Zeichnung der "Kulturagentenambulanz" von Sandra Bach, während des Workshops entstanden
Foto: Martina Siegwolf

Aus meiner langjährigen persönlichen Erfahrung als Leiterin für Vermittlung und Bildung am Museum für Gegenwartskunst Basel waren Kooperationen zwischen verschiedenen Institutionen immer dann produktiv, wenn sich zwischen den Partnerinnen und Partnern eine Atmosphäre des gemeinsamen "Feuers" entwickelte und institutionelle Spielregeln unter dieser Wärme wegschmolzen und in einen neuen Aggregatzustand wechseln konnten.
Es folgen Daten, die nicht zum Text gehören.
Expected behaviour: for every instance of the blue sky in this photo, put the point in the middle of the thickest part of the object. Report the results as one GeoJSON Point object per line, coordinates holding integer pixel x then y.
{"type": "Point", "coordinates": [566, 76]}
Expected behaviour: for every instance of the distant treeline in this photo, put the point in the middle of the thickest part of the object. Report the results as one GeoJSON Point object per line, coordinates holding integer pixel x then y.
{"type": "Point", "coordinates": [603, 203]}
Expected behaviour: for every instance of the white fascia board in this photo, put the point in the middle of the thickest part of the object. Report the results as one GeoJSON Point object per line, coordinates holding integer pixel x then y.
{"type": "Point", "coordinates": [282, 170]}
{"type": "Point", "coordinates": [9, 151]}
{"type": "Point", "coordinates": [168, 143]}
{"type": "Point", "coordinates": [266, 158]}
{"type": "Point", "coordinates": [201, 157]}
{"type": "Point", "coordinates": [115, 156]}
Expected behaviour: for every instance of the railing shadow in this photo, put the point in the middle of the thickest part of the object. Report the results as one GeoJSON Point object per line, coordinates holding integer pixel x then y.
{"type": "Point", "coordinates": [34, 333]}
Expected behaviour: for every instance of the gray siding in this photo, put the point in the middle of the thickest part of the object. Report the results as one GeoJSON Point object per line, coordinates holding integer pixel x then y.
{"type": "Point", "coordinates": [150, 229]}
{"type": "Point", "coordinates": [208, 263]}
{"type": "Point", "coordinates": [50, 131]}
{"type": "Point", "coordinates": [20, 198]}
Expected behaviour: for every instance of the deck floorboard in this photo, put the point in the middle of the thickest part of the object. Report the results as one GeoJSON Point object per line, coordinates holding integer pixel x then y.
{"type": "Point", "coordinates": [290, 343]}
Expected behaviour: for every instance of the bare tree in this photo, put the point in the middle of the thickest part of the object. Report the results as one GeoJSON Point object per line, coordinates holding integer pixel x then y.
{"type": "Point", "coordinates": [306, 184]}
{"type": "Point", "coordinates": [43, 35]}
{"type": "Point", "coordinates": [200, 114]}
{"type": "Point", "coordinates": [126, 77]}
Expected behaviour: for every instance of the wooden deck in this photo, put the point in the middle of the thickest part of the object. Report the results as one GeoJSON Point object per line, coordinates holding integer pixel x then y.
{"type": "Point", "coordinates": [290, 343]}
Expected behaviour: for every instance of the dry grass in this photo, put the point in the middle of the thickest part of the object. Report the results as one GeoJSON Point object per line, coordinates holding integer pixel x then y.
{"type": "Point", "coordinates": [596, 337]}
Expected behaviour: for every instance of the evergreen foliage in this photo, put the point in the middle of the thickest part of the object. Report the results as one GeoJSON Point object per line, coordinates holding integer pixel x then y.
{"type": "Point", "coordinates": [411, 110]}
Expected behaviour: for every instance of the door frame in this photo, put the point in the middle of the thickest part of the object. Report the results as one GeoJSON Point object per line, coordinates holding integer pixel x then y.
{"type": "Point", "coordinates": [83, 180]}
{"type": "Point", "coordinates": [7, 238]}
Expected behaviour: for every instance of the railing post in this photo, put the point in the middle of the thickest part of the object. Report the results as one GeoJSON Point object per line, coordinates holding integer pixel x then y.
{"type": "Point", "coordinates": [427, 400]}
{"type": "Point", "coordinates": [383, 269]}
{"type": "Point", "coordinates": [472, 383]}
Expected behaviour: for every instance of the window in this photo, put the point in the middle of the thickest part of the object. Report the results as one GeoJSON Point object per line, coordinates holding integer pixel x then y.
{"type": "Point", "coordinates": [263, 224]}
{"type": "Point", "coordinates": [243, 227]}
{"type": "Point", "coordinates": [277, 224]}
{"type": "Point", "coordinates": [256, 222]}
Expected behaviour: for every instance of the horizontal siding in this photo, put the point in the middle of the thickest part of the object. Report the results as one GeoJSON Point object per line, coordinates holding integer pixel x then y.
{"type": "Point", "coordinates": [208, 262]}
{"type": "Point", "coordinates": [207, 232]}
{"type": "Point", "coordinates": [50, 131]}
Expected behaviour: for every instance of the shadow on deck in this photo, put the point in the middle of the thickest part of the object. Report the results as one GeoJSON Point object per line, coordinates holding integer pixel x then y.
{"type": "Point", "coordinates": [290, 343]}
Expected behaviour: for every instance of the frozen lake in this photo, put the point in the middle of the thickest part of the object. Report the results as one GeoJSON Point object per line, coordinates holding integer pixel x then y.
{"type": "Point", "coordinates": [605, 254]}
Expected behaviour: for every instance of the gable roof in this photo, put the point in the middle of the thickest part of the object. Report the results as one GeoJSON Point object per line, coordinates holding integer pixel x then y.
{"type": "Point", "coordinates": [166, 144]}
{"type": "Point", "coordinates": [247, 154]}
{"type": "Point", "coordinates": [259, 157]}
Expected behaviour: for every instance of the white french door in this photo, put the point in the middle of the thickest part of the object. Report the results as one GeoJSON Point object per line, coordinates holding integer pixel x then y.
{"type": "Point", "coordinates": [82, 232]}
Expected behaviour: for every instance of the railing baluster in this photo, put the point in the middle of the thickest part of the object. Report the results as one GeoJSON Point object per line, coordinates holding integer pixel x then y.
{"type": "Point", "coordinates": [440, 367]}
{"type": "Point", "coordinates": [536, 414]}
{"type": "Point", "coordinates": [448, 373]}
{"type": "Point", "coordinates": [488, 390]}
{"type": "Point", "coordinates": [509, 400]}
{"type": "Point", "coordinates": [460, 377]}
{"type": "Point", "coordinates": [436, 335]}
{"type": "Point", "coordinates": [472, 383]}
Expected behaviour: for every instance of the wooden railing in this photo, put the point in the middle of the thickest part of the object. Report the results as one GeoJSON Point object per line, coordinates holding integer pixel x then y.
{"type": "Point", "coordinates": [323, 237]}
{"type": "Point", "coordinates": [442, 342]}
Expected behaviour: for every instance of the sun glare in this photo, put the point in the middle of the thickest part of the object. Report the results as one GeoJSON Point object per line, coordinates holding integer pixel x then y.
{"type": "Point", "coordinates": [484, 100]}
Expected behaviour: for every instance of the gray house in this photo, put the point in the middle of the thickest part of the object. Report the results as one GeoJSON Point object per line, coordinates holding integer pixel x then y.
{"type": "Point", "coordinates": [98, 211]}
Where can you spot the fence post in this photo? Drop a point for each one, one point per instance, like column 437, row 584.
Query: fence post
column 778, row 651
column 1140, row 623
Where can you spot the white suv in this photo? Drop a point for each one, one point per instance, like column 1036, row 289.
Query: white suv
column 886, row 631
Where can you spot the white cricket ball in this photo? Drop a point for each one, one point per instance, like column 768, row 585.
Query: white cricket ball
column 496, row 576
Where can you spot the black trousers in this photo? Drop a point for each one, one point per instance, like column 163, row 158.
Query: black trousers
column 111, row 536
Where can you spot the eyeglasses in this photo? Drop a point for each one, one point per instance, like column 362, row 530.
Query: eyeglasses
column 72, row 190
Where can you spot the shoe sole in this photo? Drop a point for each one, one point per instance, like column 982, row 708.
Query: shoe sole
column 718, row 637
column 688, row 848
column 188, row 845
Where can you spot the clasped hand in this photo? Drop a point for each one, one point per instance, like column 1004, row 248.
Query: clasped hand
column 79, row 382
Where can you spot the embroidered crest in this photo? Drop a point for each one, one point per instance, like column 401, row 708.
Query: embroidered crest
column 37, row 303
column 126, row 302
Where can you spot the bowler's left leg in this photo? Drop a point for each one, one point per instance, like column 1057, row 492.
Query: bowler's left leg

Eisig eingespielte Rituale und Wertesysteme können sich so verflüssigen, neue Energien und damit auch Spielformen und Qualitäten sich eröffnen. Solche performativen, iterativen Prozesse in Kooperationen sind oftmals nur schwer zu verordnen, und wohin sie in Zukunft führen, ist meistens nur vage auszumachen. Es lassen sich jedoch erst dann produktive Handlungsräume implementieren, wenn sie reflexiv analysiert werden und die Institutionen und Akteure daraus weiterwachsen und neue Bereiche für sich eröffnen. Dafür müssen aber unbedingt längerfristig finanzielle und personelle Ressourcen geschaffen werden, welche die Projektphasen überdauern. Darin liegt meines Erachtens das Potenzial des Kulturagentenprogramms, weil es auf verschiedenen Ebenen sowohl im System Schule wie auch im System Kunst eine Transformatorenfunktion einnimmt und dabei helfen kann, dass Institutionen sich kreativ weiterentwickeln können. Politische, soziale und gesellschaftliche Relevanz erhalten Initiativen und Modellprojekte aus meiner Sicht jedoch erst dann, wenn sie in der Institutionshierarchie und Wertestruktur einen Platz auf Augenhöhe einnehmen können.

 

 

 

1www.youtube.com/watch?v=BD4Ke9usF00 [11.7.2014].

2www.wilhelmhack.museum/ausstellungen/hack-museumsgarten.html [11.7.2014].